Andreas wondered if Dimitri was about to launch into the major scandal that had helped hound Greece’s ruling party out of power. Mount Athos was located on the easternmost of three peninsulas, an eight-hour drive northeast of Athens to one of two port towns where you caught a boat to go the rest of the way. It was the world’s oldest surviving monastic community, revered as ‘The Garden of the Mother of God,’ and perhaps the last remaining place on earth still using the two thousand-year-old Julian calendar. An independent monastic state jutting out into the Aegean on a peninsula of roughly 130 square miles, the area shared its name with the marble-peaked, 6,700-foot-high mountain punctuating the far southeast end of the peninsula. Mount Athos was a rugged mountain wildness of unspoiled verdant beauty, myths and miracles, history and reality; a place where for far more than a thousand years hermits utterly withdrawn from secular life living in isolated huts and monks living within massive, fortified monastery walls shared a common commitment to God, prayer, contemplation, and protecting the cherished seclusion of their life on the Holy Mountain.

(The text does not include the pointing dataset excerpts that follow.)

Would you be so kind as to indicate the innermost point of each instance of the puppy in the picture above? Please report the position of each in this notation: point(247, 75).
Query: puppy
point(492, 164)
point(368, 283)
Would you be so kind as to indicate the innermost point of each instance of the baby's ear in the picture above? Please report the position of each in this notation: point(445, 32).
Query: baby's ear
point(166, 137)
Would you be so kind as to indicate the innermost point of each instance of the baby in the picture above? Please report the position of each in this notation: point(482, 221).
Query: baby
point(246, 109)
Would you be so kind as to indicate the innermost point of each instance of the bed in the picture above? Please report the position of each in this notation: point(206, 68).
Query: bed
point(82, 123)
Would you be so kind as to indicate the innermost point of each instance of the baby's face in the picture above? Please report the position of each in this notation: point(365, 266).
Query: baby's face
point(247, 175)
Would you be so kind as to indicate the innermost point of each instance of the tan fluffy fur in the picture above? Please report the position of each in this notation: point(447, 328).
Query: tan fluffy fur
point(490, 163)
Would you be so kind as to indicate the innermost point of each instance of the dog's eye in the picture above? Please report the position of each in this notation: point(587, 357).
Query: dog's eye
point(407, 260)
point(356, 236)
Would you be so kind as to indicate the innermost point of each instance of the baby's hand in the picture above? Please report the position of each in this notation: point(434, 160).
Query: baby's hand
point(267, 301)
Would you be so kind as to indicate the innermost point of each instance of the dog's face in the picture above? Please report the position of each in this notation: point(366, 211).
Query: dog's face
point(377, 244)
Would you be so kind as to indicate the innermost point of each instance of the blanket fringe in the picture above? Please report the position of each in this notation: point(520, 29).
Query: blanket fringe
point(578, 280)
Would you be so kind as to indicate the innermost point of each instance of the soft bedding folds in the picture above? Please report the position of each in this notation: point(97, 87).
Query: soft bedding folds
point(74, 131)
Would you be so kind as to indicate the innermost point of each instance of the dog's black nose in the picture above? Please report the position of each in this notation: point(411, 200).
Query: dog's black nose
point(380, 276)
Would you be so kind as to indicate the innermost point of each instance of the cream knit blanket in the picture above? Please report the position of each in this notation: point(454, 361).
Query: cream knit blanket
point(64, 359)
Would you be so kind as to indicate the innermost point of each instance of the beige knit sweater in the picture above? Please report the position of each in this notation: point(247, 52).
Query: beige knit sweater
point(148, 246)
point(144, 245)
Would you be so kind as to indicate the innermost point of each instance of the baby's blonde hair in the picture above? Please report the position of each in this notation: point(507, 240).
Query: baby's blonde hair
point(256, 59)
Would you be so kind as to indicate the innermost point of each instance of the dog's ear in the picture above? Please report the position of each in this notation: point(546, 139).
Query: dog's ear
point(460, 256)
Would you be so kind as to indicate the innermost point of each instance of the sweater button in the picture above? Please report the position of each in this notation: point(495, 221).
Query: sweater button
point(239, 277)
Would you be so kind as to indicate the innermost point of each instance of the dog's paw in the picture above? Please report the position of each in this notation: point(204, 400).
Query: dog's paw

In the eleventh century, as many as 180 monasteries existed on the Holy Mountain. But times had changed, and today only twenty survived: seventeen Greek, one Russian, one Serbian, and one Bulgarian. A dozen smaller communities and innumerable other structures — ranging from large farmhouses to isolated caves within desolate cliff faces — sheltered monks and hermits, too, but generally as dependencies of one of the twenty principal monasteries sovereign over their twenty respective self-governing territories.

From the amount of press coverage the scandal received, you’d think Mount Athos were a place of two hundred thousand schemers, not just two thousand monks and those few civilians doing secular work willing to live confined to the Holy Mountain’s capital of three hundred souls. What held center stage in a once never-ending media circus was the alleged involvement of high-ranking government ministers and the abbot of perhaps the most prominent of Mount Athos’ primary monasteries in a purportedly fraudulent land swap and money laundering scheme arising out of the 2004 Olympics staged in Athens.

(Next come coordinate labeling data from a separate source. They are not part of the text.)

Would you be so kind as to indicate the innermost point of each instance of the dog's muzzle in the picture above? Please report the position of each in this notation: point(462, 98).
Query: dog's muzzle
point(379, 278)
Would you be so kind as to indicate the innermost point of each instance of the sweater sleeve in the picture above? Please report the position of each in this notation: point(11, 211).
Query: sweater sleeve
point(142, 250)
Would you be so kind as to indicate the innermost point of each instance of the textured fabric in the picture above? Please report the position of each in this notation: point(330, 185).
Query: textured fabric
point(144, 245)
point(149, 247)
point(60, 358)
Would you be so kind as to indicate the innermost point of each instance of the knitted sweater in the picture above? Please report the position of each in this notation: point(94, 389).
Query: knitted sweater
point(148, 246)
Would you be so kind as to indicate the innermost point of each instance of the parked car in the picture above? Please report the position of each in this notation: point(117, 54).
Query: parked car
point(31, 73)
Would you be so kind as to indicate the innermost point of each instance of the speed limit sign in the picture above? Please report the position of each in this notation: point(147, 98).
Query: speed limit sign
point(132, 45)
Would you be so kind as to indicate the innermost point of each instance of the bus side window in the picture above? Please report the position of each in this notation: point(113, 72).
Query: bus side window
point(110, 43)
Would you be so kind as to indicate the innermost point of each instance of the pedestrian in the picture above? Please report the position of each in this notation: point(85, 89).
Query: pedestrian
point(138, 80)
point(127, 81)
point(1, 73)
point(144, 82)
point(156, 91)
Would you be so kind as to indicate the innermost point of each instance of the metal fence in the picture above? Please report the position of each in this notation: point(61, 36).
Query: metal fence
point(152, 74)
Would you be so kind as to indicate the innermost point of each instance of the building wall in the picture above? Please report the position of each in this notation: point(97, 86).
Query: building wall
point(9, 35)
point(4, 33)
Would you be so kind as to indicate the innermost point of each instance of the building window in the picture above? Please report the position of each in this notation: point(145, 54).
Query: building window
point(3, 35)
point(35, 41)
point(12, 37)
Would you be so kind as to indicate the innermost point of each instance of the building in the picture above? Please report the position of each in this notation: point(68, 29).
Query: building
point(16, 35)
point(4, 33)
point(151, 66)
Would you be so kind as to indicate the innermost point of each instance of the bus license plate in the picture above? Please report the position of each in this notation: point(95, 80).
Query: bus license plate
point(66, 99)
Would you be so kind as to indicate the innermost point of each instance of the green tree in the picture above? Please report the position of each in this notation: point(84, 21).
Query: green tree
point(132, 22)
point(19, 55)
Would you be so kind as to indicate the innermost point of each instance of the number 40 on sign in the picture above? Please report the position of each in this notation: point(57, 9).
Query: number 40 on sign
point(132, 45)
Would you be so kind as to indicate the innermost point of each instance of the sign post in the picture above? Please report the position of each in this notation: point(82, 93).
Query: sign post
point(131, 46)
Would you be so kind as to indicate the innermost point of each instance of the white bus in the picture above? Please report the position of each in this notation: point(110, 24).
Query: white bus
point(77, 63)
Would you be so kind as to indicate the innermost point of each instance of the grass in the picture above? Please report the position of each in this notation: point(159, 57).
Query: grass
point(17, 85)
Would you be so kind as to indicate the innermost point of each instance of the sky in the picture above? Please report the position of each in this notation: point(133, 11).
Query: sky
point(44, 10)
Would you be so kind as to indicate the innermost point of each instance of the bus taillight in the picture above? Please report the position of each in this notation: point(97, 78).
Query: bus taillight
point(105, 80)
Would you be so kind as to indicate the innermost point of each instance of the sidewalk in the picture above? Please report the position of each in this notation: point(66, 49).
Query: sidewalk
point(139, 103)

If that was where Dimitri was headed, Andreas wasn’t interested. He’d heard it all before. Everyone in Greece had heard it all before. That scandal was the most talked about subject in Greece — until the country’s massive, unrevealed debt crisis exploded across the EU, blowing everything else off the front pages. He was tired of it. All of Greece was tired of it. In fact, that’s what some said was the idea: get everyone so tired of the subject that no one cared whether anyone was ever prosecuted.